The Guardian has a revealing story about Alastair Campbell, Blair's Director of Communications, sometimes called the "real deputy prime minister". Campbell recently gave evidence before a Commons committee on the government's evidence for the existence of weapons of mass destruction in Iraq:
At just before 3pm last Wednesday, Alastair Campbell readied himself for his grilling by the Foreign Affairs Select Committee. In his hand he held a pin - a little defence mechanism. If he was getting angry and in danger of shouting he would push the pin into his hand, to remind himself to calm down. The last thing the Government needed was Campbell losing his temper and haranguing the honourable members.
Campbell learned the trick when giving evidence in a libel action involving Labour MP George Galloway (then he used the sharp beak of a toy duck, owned by his daughter, Grace). This time, when colleagues took back the briefing notes Tony Blair's communications director had used, they were sprinkled with spots of blood.
Campbell is no stranger to odd behaviour:
According to his contemporaneous accounts Campbell came to believe MI5 was spying on him by drilling holes into his head, and held 'his allegiance to the Labour Party so strongly that he felt it would be disloyal to turn right [in the street]. Rather than take a simple right turn Campbell would insist on making three left turns before proceeding on his way.' The Fitzgeraldian Crack Up, when it came, is surrounded in mystery, but Campbell was hospitalised and it was more than six months before, with the support of Fiona Millar, he returned to work, back at the Mirror.

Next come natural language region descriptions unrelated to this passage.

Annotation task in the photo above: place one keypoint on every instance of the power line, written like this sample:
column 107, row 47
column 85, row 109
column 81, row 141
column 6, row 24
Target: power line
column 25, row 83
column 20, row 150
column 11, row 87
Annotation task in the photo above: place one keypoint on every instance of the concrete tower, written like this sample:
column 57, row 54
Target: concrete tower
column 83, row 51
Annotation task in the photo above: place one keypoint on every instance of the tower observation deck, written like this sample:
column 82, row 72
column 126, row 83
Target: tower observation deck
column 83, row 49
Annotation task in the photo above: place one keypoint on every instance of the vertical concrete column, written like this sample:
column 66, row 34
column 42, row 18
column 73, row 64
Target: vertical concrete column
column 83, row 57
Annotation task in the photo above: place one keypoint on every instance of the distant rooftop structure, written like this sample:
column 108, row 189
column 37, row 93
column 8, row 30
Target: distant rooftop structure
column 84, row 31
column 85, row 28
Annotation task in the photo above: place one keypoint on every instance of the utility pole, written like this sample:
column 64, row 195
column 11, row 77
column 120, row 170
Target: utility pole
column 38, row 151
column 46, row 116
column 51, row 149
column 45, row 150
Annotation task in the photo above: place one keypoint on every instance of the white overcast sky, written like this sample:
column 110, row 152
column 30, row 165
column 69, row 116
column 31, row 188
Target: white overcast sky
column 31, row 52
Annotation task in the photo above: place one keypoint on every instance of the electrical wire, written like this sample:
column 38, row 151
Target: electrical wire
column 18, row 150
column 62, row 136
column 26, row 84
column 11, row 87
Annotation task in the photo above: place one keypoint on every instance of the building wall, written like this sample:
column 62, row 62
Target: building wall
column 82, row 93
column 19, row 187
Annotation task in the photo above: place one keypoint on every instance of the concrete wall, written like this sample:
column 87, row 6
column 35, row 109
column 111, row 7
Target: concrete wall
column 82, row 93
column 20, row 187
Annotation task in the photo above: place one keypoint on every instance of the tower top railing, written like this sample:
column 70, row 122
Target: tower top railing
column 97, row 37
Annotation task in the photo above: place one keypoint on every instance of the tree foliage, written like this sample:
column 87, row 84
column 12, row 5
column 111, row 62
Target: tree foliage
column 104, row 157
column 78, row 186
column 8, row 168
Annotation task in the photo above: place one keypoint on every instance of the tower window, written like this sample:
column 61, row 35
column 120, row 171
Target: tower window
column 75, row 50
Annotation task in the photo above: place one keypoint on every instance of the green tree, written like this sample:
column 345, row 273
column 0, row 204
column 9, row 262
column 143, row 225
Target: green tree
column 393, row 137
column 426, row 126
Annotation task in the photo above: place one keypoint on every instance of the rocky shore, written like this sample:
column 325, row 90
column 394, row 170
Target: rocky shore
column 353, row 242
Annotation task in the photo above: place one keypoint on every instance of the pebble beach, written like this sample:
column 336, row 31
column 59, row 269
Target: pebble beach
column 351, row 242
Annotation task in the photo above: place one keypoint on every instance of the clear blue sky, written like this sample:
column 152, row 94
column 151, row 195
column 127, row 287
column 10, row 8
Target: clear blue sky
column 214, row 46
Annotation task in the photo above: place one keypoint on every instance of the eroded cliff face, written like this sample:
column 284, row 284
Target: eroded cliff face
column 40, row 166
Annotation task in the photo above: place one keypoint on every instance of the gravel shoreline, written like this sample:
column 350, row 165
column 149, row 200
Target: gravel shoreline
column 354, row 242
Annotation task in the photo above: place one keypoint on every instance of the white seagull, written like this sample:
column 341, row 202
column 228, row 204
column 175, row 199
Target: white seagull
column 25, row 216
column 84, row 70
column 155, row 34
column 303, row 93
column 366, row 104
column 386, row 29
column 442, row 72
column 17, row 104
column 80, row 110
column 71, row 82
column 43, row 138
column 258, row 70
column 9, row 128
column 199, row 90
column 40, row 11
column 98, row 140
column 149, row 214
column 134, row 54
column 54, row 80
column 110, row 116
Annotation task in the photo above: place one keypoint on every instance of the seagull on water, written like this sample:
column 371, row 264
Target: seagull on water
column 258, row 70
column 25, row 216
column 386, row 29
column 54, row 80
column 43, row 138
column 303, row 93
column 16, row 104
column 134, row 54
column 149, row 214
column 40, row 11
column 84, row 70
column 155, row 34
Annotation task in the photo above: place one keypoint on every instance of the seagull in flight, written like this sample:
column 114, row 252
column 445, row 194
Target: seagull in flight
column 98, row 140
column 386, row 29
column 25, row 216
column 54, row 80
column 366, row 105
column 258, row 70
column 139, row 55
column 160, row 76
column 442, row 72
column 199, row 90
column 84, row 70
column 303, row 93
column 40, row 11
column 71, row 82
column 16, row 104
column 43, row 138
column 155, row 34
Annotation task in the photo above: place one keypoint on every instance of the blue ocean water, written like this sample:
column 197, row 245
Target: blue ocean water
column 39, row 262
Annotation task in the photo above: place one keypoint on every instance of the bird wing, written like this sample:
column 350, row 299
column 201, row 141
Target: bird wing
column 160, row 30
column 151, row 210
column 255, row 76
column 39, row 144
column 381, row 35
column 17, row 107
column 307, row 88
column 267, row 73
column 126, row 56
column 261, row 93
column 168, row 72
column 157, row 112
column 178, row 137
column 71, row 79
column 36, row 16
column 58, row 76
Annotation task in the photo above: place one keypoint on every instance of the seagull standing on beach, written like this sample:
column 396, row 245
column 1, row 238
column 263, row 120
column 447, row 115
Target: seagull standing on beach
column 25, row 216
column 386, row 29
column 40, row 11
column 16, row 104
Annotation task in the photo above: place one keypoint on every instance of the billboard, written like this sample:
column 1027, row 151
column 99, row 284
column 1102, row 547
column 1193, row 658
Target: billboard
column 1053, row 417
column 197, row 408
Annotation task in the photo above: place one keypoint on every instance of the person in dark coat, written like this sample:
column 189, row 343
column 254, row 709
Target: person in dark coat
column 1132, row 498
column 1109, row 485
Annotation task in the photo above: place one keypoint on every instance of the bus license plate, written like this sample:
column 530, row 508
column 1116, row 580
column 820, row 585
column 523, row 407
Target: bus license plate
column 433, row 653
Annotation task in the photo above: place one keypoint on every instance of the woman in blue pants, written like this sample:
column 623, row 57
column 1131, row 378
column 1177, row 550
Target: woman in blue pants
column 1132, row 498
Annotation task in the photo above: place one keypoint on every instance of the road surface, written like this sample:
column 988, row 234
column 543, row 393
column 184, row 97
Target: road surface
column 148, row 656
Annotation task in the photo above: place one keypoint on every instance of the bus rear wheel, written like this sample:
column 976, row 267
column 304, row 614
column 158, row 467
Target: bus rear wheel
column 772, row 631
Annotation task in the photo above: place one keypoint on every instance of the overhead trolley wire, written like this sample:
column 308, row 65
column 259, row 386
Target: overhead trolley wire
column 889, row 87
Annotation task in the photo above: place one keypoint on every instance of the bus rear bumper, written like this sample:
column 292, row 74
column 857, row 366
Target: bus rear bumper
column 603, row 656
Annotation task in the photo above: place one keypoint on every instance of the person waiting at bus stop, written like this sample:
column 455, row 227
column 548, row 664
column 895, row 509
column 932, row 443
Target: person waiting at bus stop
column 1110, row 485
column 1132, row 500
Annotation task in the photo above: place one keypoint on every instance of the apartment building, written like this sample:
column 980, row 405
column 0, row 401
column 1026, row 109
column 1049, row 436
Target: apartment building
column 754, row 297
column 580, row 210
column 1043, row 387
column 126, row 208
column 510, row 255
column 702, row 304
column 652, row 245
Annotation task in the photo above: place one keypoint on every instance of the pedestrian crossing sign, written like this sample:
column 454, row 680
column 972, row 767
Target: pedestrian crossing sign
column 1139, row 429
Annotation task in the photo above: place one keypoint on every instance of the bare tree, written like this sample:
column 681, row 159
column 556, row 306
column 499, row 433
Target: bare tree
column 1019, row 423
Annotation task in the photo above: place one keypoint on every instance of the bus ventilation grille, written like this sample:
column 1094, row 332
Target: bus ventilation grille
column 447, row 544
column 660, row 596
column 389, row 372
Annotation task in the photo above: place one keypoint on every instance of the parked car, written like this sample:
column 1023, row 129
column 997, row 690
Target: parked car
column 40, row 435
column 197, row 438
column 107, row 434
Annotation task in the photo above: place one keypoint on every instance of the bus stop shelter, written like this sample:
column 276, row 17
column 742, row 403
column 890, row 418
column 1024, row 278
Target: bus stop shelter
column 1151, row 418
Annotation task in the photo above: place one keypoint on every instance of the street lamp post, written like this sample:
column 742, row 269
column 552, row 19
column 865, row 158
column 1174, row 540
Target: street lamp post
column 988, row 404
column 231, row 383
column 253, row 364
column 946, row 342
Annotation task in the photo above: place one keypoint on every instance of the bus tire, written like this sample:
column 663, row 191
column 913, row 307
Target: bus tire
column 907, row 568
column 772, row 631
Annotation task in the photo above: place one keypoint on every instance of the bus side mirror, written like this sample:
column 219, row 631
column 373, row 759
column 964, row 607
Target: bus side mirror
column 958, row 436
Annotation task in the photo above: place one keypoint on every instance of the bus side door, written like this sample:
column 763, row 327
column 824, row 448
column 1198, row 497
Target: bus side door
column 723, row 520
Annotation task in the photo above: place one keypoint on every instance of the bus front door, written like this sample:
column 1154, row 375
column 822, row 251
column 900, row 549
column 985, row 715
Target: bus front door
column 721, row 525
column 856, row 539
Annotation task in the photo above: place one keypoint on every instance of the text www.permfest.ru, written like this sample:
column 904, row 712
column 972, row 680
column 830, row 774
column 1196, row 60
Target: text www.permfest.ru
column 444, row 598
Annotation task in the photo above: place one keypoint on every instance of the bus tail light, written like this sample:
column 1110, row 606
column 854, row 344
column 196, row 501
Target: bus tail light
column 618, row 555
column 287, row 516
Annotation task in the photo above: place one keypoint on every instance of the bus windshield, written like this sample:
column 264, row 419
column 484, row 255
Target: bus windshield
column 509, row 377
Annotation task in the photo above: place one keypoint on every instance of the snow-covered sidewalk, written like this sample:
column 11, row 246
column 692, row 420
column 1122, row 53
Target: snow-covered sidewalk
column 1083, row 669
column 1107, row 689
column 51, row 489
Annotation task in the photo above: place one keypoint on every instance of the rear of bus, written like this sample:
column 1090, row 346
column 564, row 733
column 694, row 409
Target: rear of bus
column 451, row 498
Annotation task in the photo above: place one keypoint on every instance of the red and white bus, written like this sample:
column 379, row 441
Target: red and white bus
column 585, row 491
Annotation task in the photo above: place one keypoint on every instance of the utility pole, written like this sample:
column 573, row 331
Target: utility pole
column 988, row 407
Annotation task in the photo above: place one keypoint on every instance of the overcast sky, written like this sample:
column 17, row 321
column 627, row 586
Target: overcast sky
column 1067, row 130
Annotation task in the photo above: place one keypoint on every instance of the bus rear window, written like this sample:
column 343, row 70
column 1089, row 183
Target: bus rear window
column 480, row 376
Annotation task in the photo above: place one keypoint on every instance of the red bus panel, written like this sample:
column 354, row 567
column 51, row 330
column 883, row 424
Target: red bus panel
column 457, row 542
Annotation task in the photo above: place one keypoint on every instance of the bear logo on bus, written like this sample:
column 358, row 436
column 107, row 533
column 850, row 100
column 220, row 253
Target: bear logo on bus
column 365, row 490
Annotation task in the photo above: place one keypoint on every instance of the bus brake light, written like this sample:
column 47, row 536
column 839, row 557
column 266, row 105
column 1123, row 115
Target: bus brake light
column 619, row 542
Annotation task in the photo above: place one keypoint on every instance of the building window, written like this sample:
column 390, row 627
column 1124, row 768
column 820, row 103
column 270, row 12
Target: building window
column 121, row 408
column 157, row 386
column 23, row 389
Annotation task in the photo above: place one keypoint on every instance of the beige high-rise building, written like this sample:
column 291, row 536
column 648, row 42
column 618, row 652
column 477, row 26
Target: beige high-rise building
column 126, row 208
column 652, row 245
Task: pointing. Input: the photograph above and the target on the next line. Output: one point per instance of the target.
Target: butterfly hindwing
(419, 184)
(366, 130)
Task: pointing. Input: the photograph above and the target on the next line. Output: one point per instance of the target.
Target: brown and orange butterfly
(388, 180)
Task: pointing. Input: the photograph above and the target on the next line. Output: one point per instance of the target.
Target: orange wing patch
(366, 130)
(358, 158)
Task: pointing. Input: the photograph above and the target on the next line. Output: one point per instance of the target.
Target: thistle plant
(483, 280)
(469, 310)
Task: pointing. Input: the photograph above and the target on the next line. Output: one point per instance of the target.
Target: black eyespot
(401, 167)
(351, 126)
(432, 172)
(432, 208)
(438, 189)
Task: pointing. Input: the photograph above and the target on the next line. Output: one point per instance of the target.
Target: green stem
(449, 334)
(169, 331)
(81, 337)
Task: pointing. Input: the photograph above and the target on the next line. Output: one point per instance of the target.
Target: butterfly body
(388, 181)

He has since blamed his problems of the time on his drinking, citing the day he drank '15 pints of beer, half a bottle of scotch and had four bottles of wine over lunch with David Mellor', but they were exacerbated by his inability to cope with the pressures of his job. As a result of his breakdown, some friends see him as 'edgy', others as 'tireless and obsessive';
Campbell's attacks on BBC journalist Andrew Gilligan are entirely consistent with his role as Blair's "spin doctor". The public wants answers to questions on an important but awkward subject (the absence of weapons of destruction) so Campbell is spinning the issue into a debate on the integrity of a BBC journalist. This kind of obfuscation is typical of Campbell throughout his career, as noted by former minister Mo Mowlam.
Only so confused and discredited a government as the current Labour administration could decide that this is a sensible policy. Campbell's huffing and puffing only keeps the argument going and makes the government look dishonest and foolish.